In memos sent to players and agents, Fehr said management's revenue sharing and luxury tax plans would result in crippling losses for baseball's biggest spenders. The New York Yankees, who gave up $28 million of their $242 million revenue to other teams last year, would have to surrender $86.9 million, Fehr said.
Meanwhile, 10 days before the strike deadline players set last week, negotiators met twice and discussed the core economic issues, focusing on the luxury tax and revenue sharing. The sides did not provide details but planned to meet again today.
San Diego owner John Moores told The New York Times he would prefer a yearlong work stoppage to a bad deal and predicted as many as 10 other owners would support his position if players go on strike Aug. 30.
"I think he's accurate on people who feel strongly that significant change needs to occur," Astros owner Drayton McLane told The Associated Press.
Colorado Rockies owner Jerry McMorris said hard-liners had become more vehement in lobbying for their position.
"The hawks are circling," he said.
Nonetheless, the union strenuously opposes what owners have on the table.
In memos sent to players on Saturday and to agents on Monday, Fehr disclosed the amounts that would be transferred from baseball's wealthiest clubs to the others under management's revenue sharing and luxury tax proposals.
The New York Mets would give up the second most at $35.8 million, followed by the Boston Red Sox ($34.2 million) and the Seattle Mariners ($32.3 million), according to his memos, which analyzed proposals using revenue and payroll figures from the 2001 season. Most of the money would be redistributed to low-revenue teams.

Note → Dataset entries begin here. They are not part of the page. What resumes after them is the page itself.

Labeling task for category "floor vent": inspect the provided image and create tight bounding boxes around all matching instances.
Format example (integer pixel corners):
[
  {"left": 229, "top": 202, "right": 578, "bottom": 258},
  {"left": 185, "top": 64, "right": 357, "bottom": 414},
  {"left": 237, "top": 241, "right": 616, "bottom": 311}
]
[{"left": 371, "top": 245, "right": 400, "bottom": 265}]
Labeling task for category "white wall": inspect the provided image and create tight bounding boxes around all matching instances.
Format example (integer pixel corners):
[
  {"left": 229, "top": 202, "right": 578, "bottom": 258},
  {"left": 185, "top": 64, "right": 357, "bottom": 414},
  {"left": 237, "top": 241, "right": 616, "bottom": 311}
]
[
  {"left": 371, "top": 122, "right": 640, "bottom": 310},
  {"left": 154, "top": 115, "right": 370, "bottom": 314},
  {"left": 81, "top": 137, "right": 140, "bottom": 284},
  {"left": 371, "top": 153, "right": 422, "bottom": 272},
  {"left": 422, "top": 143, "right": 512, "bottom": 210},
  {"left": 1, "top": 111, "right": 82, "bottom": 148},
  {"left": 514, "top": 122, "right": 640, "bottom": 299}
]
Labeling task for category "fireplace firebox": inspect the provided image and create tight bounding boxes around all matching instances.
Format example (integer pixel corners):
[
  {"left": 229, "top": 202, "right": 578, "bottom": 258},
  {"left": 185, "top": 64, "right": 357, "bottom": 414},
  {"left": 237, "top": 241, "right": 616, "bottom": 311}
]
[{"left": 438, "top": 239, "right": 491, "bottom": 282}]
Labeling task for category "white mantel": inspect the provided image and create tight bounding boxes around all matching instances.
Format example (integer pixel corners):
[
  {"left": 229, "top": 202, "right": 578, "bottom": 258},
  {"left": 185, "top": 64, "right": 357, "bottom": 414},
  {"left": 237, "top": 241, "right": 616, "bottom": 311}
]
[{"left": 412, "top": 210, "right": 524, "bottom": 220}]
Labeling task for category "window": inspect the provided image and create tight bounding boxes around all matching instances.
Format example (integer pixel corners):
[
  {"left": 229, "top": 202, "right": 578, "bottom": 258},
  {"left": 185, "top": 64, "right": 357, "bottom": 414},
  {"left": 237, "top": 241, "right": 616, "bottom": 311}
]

"The players have addressed what the clubs have said are their concerns in bargaining, but not what their revenue sharing and tax proposals reveal is their objective: a wholesale attack on the salary structure," Fehr said in the memo, first revealed Tuesday by Newsday and later obtained by the AP.
Rob Manfred, management's top labor lawyer, called it a "baffling characterization."
"Our purpose, in terms of the revenue sharing and the tax, is to take money, redistribute it among the clubs, place some sort of a speed bump on the very highest-payroll clubs," Manfred said.
Manfred said the owners' proposals were made to "reduce revenue disparity" and that they contained "a very, very limited form of payroll regulation designed to improve competitive balance."
Fehr wouldn't respond to Manfred's statements, saying only: "Rob knows better."
In his memos, Fehr said players agreed to raise the amount of money to be transferred in revenue sharing from $169 million to $235 million annually, and said owners proposed $282 million be transferred.
Owners have asked to tax the portions of payrolls over $102 million and want a tax rate of 37.5 to 50 percent. They say the plans would increase competitive balance by decreasing the difference between the highest and lowest payrolls.
Players, not wanting to slow spending that much, have proposed thresholds of $130 million to $150 million, with a tax rate of 15 to 30 percent.
Fehr said seven teams currently have 2002 payrolls above the owners' threshold, with the Yankees at $171.2 million, followed by Texas ($131.4 million), Los Angeles ($118.8 million), Boston ($114.8 million), the Mets ($112.9 million), Arizona ($112.1 million) and Atlanta ($110.4 million). These figures include the average annual values of players on 40-man rosters plus about $7.7 million in benefits.
Just below the threshold, according to Fehr, are Seattle ($98 million), St. Louis ($96.3 million), San Francisco ($94.5 million), the Chicago Cubs ($93.2 million) and Cleveland ($92.3 million).
"Simply put, the clubs' proposed tax is designed to and would apply enormous pressure to reduce payrolls," Fehr said. "Its purpose is to lower salaries."
The Yankees are so concerned about their position that team president Randy Levine and chief operating Lonn Trost met Friday with Bob DuPuy, baseball's No. 2 official, and Manfred. The two Yankees representatives told them the owners' proposals, if put in effect, would leave the team insolvent or close to it, a source with knowledge of the meeting said Tuesday on the condition of anonymity.
With the deadline for baseball's ninth work stoppage since 1972 drawing near, several owners have spoken up in recent days.
Moores said if baseball is shut down, "I'll be prepared to sit out a season."
"I'm not going to be a part of a crazy system where we have to keep raising ticket prices," he told the Times in Tuesday's editions.
He did not return a telephone call Tuesday seeking comment.
Last weekend, Texas Rangers owner Tom Hicks said if players strike, owners may push for a salary cap. Fehr, in his memo, called the current proposals "tantamount to a salary cap."
"If the owners really wanted a salary cap, they know how to propose a salary cap and they would have instructed me to do so," Manfred said. "Instead, we approached this negotiation with a modest set of proposals that alone or in combination cannot be fairly characterized as a salary cap."